We all need our daily water to survive. What is living water, and how can it be even more important to our lives than our daily water? What thirst does it quench? How is it eternal?

The theologian John Calvin, whose writings during the Reformation became the basis of our Presbyterian doctrine, provides a beautiful description of the Holy Trinity, the Triune God, that helps to explain what living water means to us, why it is foundational to our lives.

Many people have tried to explain the Holy Trinity, God in Three Persons, but words and comparisons and characteristics all seem inadequate. We speak of God as Father, Son, and Holy Spirit, knowing even as we say those words, that they only partially describe the unity of God in three persons. It has its limitations, as does every attempt to describe God.
God is beyond description and comprehension.
Some people use Creator, Redeemer, Sustainer to describe the Triune God. But this implies that God has three unique and individual functions.
And that, too, is limiting.

John Calvin uses water to describe the living God, the Holy Trinity. He also freely admits that this description is limiting, that God is beyond comprehension. But then he lays out this beautiful explanation of living water.

He describes God as the wellspring, the fountain, the source. He describes Jesus as the river, the path, the way. And he describes the Holy Spirit as the current, the flow.
Thinking of the God as water, as living water, ever flowing from God the source, through Christ the river, by the ever-changing power of the Holy Spirit as current and flow, can help us to perceive the eternal presence of God, the continual relationship between God, Christ, and the Holy Spirit, and the way in which they are all the same, all living water, sustaining our lives for all eternity.

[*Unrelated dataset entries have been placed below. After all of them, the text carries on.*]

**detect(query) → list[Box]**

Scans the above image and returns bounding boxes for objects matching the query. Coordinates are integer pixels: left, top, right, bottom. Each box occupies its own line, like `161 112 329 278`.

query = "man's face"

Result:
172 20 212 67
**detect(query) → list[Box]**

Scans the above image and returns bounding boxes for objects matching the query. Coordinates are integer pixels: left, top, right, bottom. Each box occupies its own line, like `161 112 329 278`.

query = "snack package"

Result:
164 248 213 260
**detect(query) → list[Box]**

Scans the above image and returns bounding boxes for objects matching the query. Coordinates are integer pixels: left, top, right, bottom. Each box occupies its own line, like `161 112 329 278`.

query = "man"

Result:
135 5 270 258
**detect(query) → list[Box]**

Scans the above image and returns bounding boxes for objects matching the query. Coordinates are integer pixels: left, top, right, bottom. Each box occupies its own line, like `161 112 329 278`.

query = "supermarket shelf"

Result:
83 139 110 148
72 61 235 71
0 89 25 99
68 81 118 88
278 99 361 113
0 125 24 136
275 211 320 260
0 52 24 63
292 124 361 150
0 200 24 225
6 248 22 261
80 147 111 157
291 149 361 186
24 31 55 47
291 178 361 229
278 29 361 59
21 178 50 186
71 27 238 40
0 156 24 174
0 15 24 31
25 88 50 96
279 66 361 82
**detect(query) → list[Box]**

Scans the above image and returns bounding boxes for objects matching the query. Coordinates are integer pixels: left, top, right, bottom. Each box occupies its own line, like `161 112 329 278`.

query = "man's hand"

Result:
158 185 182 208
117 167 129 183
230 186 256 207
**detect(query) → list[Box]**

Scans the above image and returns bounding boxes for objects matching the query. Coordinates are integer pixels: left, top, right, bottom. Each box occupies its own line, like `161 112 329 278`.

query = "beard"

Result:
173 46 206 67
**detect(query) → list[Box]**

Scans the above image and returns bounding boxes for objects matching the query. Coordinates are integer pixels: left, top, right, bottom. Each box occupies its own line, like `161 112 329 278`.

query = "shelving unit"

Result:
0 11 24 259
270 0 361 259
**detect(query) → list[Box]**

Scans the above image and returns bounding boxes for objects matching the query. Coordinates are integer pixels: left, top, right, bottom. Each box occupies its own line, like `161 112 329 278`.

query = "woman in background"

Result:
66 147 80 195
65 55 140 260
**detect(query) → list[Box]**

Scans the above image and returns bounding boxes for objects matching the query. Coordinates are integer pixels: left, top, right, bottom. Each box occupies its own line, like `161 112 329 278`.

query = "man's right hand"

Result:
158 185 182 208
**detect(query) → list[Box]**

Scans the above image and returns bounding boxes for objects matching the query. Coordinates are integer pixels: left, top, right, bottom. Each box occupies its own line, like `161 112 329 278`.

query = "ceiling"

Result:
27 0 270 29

We sang this morning, Come thou fount of every blessing. God the source of all our blessings. God the wellspring of living water. In a few minutes we will sing I’ve Got Peace Like a River. Jesus the river that guides our path through life. The river that’s filled with living water. And in our closing hymn, the Holy Spirit, restless spirit, moving over the living water, creating its current, the flow, moving around and through and in us, calming us, exciting us, inspiring us, and bringing us strength and peace.

The living water of the one God, the salvation of the triune God, quenching our thirst for the life that truly is life. This is what Jesus offered the woman that day.

I heard Archbishop Desmond Tutu being interviewed on a radio show as I drove in this morning.

He told of a time during apartheid in South Africa when black women were all called Annie, and black men were all called boy by white South Africans. Their real names were ignored.

From the pulpit he would tell his black congregation, “when they ask your name, tell them your name is ‘God Bearer’ – because you all carry God within you. You are a vessel, filled with the living God. And, he said, those elderly women left the church standing a little bit taller, their backs straighter, seeing themselves as God Bearers.

We are all God bearers. We are vessels, carrying living water within us.

The Samaritan woman left her jug and ran back to the village – she had realized she was a vessel of living water. Hearing Jesus’ words, recognizing him as the Messiah – she realized that she was a jug of living water herself.

The apostle Paul tells us that we hold this treasure in clay jars. We are ordinary vessels, each and every one of us, all filled to overflowing with an abundance of living water.

Just as the Samaritan woman went to the village, overflowing with the wonder that she shared with everyone there – so too are we called and filled and equipped to carry this living water out into the world with joy, and to share it with everyone who is thirsty.